20

No dejaba de incorporarse gente nueva a los Jardineros. Algunos eran conversos genuinos, pero otros no se quedaban mucho. Rondaban por allí un tiempo, ataviados con ropa suelta y poco insinuante, igual que todos los demás, trabajando en las tareas más nimias y, en el caso de las mujeres, llorando de cuando en cuando. Luego desaparecían. Eran como fantasmas a los que Adán Uno movía en las sombras. Igual que había movido a Toby.

Se trataba de conjeturas: Toby no había tardado en darse cuenta de que a los Jardineros no les hacían gracia las preguntas personales. De dónde vienes, qué hacías antes: las maneras de los Jardineros implicaban que todo eso era irrelevante. Sólo contaba el ahora. Cuenta de los demás lo que te gustaría que los demás contaran de ti. En una palabra: nada.

Había muchas cosas que despertaban la curiosidad de Toby. Por ejemplo: ¿Nuala se había acostado con alguien alguna vez? Y de lo contrario, ¿era ése el motivo por el que flirteaba tanto? ¿Dónde había aprendido sus habilidades Marushka ? ¿Qué había hecho exactamente Adán Uno antes de los Jardineros?

¿Había existido una Eva Uno, o incluso una señora de Adán Uno, o algún niño Adán Uno? Si se acercaba demasiado a este territorio, Toby se topaba con una sonrisa y un cambio de tema, y la pista de que más valía evitar el pecado original de desear demasiado conocimiento o tal vez demasiado poder. Porque ambos estaban relacionados, ¿no estaba de acuerdo la querida Toby?
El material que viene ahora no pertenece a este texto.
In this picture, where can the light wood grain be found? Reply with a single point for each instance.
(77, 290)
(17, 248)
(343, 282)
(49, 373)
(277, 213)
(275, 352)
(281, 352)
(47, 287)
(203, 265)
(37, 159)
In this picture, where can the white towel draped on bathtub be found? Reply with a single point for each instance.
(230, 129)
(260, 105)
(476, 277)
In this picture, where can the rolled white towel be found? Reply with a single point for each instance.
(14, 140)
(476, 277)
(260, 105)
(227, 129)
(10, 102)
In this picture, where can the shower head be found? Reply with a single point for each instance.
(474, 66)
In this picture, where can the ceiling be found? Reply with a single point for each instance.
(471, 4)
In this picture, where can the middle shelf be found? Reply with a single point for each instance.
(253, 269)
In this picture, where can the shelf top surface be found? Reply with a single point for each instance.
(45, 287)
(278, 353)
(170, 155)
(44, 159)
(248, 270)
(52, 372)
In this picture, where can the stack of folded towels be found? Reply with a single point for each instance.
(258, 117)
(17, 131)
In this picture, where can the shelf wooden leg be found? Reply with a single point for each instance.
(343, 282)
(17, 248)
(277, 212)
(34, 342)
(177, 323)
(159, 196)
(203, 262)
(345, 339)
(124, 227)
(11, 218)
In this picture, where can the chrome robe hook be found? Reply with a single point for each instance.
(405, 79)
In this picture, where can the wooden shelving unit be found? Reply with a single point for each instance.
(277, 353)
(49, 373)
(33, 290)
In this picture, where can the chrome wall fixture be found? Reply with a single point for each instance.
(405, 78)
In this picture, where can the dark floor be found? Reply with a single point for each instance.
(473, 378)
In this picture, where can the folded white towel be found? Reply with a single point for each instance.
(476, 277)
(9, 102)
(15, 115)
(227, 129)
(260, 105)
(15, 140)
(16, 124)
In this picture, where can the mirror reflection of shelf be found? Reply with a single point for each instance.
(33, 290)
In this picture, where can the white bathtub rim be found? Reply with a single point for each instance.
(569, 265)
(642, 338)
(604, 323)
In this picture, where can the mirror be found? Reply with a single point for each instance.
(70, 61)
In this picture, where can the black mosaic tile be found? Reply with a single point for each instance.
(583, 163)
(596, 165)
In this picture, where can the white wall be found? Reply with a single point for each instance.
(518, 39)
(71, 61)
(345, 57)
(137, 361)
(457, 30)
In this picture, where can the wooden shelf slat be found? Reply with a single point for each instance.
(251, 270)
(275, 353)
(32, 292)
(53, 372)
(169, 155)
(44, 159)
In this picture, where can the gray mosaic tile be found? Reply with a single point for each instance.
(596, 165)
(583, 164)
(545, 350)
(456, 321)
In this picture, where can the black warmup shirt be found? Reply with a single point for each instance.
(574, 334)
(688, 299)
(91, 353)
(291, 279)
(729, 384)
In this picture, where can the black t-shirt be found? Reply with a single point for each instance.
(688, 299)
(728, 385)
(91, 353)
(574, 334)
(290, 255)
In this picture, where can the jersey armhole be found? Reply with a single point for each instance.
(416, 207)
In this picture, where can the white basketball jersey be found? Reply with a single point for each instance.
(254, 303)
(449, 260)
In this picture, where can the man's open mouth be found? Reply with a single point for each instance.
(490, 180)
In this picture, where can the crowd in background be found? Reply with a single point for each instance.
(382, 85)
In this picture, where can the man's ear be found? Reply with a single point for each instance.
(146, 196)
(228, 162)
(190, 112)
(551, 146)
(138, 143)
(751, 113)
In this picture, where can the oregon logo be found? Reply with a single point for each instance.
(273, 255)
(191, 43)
Y allí estaba Zeb. Adán Siete. Toby no creía que Zeb fuera un auténtico Jardinero, al menos no más que ella. Había visto un montón de hombres con esa figura durante los días en SecretBurgers, y apostaba a que tramaba algo; tenía esa actitud alerta. Ahora bien, ¿qué estaba haciendo un hombre así en el Edén en el Tejado?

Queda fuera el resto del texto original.